St Petersburg, Concert Hall

Weber. Prokofiev. Tchaikovsky

Mariinsky Orchestra and soloists of the St Petersburg House of Music
Nikita Lyutikov (clarinet), Sergei Redkin (piano) and Andrei Baranov (violin)
Conductor: Gavriel Heine

The programme includes:
Carl Maria von Weber
Clarinet Concerto No 2

Sergei Prokofiev
Piano Concerto No 2

Pyotr Tchaikovsky
Violin Concerto

Carl Maria von Weber spent his youth travelling. Touring brought so many interesting surprises his way that at one time von Weber even considered publishing a guide for others like himself. Almost all of his works from this period – concert arias, concertos and ensemble pieces – appeared for performances with newer and newer orchestras and soloists. 1811 was marked by a meeting with the clarinettist Heinrich Baermann who had arrived in Munich.
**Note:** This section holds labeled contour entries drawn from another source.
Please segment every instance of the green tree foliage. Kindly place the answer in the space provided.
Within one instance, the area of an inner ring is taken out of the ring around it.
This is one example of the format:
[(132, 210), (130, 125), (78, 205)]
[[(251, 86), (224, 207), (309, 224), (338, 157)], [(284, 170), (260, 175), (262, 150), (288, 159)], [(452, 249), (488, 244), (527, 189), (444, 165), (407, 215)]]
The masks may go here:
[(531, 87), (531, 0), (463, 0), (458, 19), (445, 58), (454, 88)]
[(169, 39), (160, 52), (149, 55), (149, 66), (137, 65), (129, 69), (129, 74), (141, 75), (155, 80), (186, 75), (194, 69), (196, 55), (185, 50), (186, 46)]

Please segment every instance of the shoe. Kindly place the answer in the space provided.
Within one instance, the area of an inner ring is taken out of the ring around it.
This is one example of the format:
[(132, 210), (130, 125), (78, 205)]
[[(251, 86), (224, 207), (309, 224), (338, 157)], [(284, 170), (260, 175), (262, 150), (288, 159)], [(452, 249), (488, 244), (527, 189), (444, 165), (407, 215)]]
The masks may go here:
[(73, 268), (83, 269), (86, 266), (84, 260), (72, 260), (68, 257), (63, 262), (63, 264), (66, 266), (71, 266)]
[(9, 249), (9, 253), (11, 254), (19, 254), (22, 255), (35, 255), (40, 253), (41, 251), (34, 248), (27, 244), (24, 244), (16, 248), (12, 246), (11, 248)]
In just one year, the twenty-five-year-old composer had written a concertino and two concertos for him. Their success was so great that in December the musicians set off together for a tour to Prague, Leipzig, Gotha, Weimar and Berlin.
Clarinet Concerto No 2 in E Flat Major, Op. 74, was composed in the virtuoso style that then reigned supreme both in opera and in instrumental music. In the dazzling and bold first movement, the clarinet part begins with a demonstration of range – more than three octaves. The soloist then leaves the orchestra very little opportunity “to get a word in.” The second movement is written in the form of a romance, its central section a pathétique operatic recitative, and again the clarinet takes the lead role. The final rondo comes in the form of a glittering polonaise. If the first two movements of the concerto are technically exceedingly complex, in the coda of the finale the soloist brings down an entire squall of passages on the audience, transforming virtuosity into an apogée.
Anna Bulychova

Piano Concerto No 2 was one of Sergei Sergeyevich Prokofiev’s favourite works. The composer first performed it at the end of the summer season in 1913 in Pavlovsk (when it was conducted by Alexander Aslanov). The premiere was accompanied by a “glorious” scandal: Prokofiev was labelled as both a cubist and a futurist. And he immediately composed a “cubist-futurist” and incredibly complex piano concerto as his calling card: he performed it in London for Diaghilev when they first met, and he selected it for his official debut in Rome in 1915. When Prokofiev emigrated, the score remained in Russia (and has never been found to this day). In 1923 the composer revived it and soon had the concerto published.
Today it is hard to understand what could have scared away audiences in the bewitching first section. Could it be the massive cadenza of the soloist that slowly approaches its culmination, so complex that it is written over three lines (as if for three hands)? The second section, a scherzo, is one of the finest pieces in the “perpetuum mobile” genre. The piano part does not have one single pause! The start of the third section, an intermezzo, deserves the title of “futurist,” although the soloist performs a refined and fantastical theme. And the stormy, unbridled start of the finale is wisely balanced by the gentle middle section in the character of a nursery rhyme.
Anna Bulycheva

Pyotr Tchaikovsky wrote his only Violin Concerto in 1878 when he was already an acclaimed composer having written his First Piano Concerto, four symphonies and operas (including Eugene Onegin). The Violin Concerto somewhat repeated the destiny of the First Piano Concerto as it was not immediately judged as it deserved to be. Today it is difficult to imagine that a work of such power, expressiveness and beauty did not immediately find an appreciative audience or performer. Initially Tchaikovsky had decided to write the Concerto for his friend and pupil Iosif Kotek, and then because of subsequent disagreements he offered it to the renowned violinist and teacher Leopold Auer. On seeing, however, that the latter “shelved” his work he dedicated the piece to Adolph Brodsky who was the first performer of the Concerto in Russia and abroad and who met with strong resistance from other musicians and sharply negative critical comments afterwards.
For one and a half centuries the main difficulty for the performer has been the extremely virtuoso nature of the Concerto. Today the main problem lies rather in the interpretation because offering a new treatment of such a famous and frequently performed work is a task that is definitely not for the fainthearted.